The Threat and This Woman is Dangerous

I love Charles McGraw. That profile, that voice. If I could go back in time and do a film adaptation of MONEY SHOT, I’d want McGraw to play Malloy. And THE THREAT is all about McGraw doing what he does best.

Cold blooded killer Kluger (McGraw) busts out of jail to get revenge on the cop and the DA who put him there. But instead of killing them on the spot, he kidnaps them and, along with his stripper ex-girlfriend (Virginia Grey) drags them out into the desert for a little fun and games while they wait for the plane that may or may not be coming to fly them to Mexico.

A tense, claustrophobic premise shot for peanuts, this one is all about the actors. Which is both good and bad. McGraw is sensational and his henchmen are also pretty memorable. Michael O’Shea is a fine actor, but (through no fault of his own) I’ll always think of him as the comedian in LADY OF BURLESQUE and had a hard time taking him seriously in this. Virginia Grey was kind of hot and cold for me, sometimes grating and shrewishly over-the-top but other times intriguingly brittle and skittish. I loved her big moment at the end, which I won’t give away. The other thing I loved about her in this movie was a small detail that may have been unintentional but was really a nice touch. She was kidnapped on her way home from work (at the strip club) and for the whole film she’s in the same outfit. She’s got this safety pin holding her cheap blouse closed because one of the buttons is missing. Now maybe this flick was so low budget and on such a tight schedule that the missing button was a behind the scenes wardrobe malfunction and they didn’t have time to fix it, but I’d like to think this it was a deliberate choice on her part. Because it seems so real and natural, like maybe she was planning to fix it when she got home that night but never made it. Which I guess makes your mom right, that you should always dress nice and wear pretty underwear in case you get hit by a car. Or in case your homicidal ex breaks out of jail and kidnaps you on your way home from work.

I heard a rumor that there was a remake of this one getting tossed around a few years ago. Guess it never went anywhere, but if anyone out there on the interwebs knows more about it, please share with the rest of the class.

Then there was THIS WOMAN IS DANGEROUS

On paper this one looks fantastic. Joan Crawford, Mistress of the Bitch Eyebrows, plays a gangster (!!!) who needs to pull off one last heist before she goes blind in order to pay for the operation to restore her sight. She falls for the eye doctor along the way and dreams of going straight, but her current squeeze slash partner-in-crime has other ideas and hires a sleazy private dick to follow her around. The dick offers Joan a “special deal” to keep his mouth shut, but she’s a lady, dammit, so the spurred squeeze comes gunning for the surgeon.

Sounds great, huh. Except it isn’t. Not by a long shot. For one thing, someone should be sued for false advertising. This woman isn’t dangerous at all, except by association. Unless you count slapping the horny P.I. Once. Other than that, she mostly just moons over the hunky doctor and makes salad dressing and sappy pronouncements about light and roses and having a man’s strength to lean on. Actually, she doesn’t really make the salad dressing, the doc’s cute-as-a-button daughter makes it while Joan smiles indulgently and radiates wannabe mommyness. She keeps threatening to go back to the homicidal ex, but doesn’t. You get the idea that she’s planning something, but it’s never really clear what or why. Not what I’d call dangerous.

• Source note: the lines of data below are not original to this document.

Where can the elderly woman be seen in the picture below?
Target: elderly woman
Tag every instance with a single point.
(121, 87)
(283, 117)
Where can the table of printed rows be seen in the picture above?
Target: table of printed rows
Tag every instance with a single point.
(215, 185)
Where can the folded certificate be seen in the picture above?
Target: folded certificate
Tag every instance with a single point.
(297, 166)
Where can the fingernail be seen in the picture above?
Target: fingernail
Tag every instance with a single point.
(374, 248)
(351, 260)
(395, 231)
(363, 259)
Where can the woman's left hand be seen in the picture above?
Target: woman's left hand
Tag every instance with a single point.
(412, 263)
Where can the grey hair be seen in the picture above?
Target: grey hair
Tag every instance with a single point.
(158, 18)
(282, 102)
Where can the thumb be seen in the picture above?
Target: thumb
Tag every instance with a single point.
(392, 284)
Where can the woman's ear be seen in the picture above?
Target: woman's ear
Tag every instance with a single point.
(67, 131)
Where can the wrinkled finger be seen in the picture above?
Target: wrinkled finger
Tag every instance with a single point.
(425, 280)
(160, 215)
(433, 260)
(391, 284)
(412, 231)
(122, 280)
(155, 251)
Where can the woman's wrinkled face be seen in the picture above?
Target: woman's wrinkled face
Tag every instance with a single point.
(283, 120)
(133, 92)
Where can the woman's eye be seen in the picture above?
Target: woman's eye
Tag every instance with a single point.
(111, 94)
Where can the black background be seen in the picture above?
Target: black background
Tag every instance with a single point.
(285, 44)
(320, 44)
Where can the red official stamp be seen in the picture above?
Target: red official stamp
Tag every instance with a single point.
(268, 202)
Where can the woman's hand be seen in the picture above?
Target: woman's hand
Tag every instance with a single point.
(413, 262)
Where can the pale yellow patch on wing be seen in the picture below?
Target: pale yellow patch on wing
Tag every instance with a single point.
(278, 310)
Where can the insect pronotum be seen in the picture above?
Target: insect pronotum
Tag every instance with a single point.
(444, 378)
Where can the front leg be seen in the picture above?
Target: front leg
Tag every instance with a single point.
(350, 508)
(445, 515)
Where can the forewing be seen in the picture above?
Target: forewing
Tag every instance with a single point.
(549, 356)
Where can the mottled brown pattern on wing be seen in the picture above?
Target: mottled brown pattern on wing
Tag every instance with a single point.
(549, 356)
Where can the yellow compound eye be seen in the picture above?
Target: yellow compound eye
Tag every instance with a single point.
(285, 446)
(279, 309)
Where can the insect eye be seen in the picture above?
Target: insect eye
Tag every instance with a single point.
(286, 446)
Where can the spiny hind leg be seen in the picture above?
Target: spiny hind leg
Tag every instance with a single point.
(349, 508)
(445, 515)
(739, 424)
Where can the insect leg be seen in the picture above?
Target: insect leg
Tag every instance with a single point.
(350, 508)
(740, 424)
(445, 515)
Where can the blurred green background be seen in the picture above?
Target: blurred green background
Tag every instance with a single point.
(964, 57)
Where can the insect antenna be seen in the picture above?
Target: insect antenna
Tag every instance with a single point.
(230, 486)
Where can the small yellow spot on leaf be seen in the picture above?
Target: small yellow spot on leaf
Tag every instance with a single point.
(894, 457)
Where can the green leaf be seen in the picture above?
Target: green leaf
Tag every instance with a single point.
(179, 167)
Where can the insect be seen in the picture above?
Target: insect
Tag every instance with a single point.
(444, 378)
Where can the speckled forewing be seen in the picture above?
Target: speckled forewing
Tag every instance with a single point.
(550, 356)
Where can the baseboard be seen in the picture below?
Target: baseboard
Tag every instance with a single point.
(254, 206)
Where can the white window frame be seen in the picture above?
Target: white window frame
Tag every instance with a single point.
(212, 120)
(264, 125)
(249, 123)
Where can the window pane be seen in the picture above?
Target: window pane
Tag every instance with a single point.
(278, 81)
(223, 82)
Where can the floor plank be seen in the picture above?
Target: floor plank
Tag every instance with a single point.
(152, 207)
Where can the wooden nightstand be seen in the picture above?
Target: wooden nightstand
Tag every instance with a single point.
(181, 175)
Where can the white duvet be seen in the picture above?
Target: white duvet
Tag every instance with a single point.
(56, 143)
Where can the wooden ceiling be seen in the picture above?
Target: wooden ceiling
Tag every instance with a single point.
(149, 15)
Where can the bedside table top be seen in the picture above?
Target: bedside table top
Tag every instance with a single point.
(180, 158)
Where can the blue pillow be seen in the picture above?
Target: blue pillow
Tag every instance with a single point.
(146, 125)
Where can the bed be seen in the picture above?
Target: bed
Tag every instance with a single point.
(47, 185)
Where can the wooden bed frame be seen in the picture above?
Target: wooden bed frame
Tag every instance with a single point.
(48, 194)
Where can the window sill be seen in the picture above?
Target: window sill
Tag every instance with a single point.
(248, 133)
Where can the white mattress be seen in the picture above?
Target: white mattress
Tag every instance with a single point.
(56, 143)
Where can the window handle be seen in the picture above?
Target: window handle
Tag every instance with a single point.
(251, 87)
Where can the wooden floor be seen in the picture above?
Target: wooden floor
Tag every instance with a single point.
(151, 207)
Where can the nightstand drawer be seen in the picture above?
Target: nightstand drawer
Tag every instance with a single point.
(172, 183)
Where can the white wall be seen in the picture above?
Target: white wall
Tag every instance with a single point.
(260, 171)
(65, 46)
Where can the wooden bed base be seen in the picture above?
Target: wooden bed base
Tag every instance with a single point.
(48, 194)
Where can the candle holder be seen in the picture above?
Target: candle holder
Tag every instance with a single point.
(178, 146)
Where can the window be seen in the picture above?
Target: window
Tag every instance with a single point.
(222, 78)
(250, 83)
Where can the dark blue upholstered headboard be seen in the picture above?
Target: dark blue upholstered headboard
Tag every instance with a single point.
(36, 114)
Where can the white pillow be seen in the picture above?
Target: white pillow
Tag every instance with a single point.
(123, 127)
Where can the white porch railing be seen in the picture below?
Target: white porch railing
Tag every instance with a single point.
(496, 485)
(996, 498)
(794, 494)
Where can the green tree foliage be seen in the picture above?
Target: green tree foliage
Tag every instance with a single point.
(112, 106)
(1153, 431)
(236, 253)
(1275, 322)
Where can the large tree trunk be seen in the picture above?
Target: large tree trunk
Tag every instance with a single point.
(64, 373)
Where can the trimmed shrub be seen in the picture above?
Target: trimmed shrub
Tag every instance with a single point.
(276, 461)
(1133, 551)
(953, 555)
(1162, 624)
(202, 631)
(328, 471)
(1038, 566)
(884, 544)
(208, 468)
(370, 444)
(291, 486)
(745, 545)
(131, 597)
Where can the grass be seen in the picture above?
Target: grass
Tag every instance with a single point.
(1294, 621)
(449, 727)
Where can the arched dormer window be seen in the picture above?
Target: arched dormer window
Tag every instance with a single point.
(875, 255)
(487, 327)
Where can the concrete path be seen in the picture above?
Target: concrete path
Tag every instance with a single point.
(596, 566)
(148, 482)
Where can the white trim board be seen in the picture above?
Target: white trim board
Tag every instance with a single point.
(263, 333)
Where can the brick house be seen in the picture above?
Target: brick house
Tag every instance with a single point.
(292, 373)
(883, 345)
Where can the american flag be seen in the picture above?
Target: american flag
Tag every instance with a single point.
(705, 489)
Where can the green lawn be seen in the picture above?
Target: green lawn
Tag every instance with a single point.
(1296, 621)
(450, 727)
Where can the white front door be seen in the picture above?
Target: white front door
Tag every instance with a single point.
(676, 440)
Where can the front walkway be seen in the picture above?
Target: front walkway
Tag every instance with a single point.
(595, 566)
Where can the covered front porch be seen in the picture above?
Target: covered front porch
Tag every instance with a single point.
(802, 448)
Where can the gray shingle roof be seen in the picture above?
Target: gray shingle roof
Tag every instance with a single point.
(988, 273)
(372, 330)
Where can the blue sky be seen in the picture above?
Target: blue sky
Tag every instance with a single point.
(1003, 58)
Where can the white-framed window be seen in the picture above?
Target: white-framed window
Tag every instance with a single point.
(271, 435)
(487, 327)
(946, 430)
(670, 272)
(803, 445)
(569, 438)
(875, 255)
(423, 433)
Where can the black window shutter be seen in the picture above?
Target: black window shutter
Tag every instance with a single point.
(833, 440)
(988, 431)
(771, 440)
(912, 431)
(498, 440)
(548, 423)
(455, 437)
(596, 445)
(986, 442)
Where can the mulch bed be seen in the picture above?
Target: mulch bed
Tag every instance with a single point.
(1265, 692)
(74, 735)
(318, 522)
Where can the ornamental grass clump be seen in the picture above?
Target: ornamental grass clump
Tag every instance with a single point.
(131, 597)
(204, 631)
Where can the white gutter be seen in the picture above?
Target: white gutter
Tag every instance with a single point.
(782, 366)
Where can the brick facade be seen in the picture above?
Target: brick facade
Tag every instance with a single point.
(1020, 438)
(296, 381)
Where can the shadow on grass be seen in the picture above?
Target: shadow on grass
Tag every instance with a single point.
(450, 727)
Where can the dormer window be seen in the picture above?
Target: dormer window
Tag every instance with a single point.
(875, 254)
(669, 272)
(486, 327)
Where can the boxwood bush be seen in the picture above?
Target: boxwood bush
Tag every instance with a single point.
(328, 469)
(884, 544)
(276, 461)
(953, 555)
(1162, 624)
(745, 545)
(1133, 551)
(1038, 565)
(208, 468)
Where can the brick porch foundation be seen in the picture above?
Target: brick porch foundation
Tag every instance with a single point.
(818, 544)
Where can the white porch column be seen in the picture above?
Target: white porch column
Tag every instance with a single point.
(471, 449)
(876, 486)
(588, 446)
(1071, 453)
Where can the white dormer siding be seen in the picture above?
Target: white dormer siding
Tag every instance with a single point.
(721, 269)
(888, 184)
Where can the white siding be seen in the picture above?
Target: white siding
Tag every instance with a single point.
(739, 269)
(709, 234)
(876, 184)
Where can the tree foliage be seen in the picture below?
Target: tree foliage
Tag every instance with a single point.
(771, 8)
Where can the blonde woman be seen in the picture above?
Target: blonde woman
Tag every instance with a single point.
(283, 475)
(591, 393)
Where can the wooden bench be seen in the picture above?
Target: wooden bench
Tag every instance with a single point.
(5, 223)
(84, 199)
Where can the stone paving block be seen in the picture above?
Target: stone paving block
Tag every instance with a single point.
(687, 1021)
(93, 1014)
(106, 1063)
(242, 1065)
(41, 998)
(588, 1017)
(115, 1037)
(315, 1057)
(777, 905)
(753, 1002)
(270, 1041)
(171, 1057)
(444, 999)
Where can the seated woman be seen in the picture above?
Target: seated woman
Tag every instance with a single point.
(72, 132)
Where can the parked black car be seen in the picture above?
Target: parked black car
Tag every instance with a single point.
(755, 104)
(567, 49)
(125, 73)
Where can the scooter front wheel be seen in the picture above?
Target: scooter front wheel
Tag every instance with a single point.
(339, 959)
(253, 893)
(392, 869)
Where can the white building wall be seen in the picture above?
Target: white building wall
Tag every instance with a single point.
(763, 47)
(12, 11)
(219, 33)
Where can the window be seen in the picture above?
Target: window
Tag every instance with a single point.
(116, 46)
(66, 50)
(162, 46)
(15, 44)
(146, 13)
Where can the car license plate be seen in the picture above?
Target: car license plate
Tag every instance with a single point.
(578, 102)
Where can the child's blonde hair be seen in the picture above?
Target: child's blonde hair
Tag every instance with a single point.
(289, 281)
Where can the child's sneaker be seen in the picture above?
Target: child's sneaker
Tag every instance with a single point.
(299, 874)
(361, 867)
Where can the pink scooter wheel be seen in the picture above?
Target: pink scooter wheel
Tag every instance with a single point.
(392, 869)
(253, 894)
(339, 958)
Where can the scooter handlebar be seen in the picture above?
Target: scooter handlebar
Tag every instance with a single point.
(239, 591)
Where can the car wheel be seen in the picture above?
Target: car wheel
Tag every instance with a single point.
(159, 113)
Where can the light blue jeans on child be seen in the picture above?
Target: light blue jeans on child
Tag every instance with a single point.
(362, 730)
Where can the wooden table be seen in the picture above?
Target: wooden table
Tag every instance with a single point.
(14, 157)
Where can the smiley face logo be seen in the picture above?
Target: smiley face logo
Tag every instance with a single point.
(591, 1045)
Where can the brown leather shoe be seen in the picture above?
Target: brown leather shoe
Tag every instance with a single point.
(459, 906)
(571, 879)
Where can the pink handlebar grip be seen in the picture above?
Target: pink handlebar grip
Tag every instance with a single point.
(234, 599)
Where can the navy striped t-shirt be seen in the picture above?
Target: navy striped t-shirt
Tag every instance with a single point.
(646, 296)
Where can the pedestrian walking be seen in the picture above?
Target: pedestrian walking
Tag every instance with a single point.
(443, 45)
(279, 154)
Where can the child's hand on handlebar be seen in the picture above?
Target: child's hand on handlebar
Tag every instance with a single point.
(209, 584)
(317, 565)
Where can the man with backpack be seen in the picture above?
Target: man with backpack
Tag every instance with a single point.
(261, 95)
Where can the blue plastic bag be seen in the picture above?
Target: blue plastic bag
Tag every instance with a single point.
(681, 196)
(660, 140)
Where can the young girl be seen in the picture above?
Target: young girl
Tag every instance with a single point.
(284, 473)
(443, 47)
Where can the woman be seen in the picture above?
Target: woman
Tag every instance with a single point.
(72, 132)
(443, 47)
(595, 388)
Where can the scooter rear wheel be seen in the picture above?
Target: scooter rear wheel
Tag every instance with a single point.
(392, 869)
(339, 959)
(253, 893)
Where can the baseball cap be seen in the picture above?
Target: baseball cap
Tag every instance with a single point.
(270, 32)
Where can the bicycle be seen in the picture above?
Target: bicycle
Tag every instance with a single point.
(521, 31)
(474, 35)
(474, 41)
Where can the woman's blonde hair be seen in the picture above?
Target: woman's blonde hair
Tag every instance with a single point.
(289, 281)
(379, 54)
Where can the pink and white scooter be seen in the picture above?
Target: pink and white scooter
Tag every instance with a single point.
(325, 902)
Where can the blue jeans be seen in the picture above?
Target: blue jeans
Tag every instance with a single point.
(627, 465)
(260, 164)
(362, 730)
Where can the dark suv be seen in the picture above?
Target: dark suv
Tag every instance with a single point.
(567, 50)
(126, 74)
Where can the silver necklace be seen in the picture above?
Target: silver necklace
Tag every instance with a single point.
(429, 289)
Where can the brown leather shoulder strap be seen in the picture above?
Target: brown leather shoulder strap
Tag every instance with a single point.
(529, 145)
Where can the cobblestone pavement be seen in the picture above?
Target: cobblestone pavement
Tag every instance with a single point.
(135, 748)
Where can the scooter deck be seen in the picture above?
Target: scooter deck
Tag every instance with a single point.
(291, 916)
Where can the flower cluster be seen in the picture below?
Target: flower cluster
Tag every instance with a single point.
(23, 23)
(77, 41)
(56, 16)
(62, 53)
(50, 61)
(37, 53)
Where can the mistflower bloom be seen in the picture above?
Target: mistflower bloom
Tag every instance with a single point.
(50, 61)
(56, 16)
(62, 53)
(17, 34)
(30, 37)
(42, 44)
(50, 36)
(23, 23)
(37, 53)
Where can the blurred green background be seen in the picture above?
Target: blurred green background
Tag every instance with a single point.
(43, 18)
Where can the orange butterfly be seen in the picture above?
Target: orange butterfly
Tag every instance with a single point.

This movie was more of a melodramatic romance, and not a very good one. If this were Noir, ruthless Joan would try to go straight, willing to do anything (including murder) to hide her criminal past, but it would all inevitably go to shit and come crashing down around her. This is the first film from this years festival that I flat-out didn’t like. It had moments that were fun. I liked David Brian as the boyfriend. All the crime-related stuff was entertaining, like the heist and the fights between the boyfriend and his brother, and I thought the big final shoot out in the operating room was the best scene in the film, but as soon as it went back to the romance angle, I found myself looking at my watch. Joan herself allegedly hated this film, and I can see why. Skip this one and watch POSSESSED instead.

Tonight, JOURNEY INTO FEAR and THE BRIBE.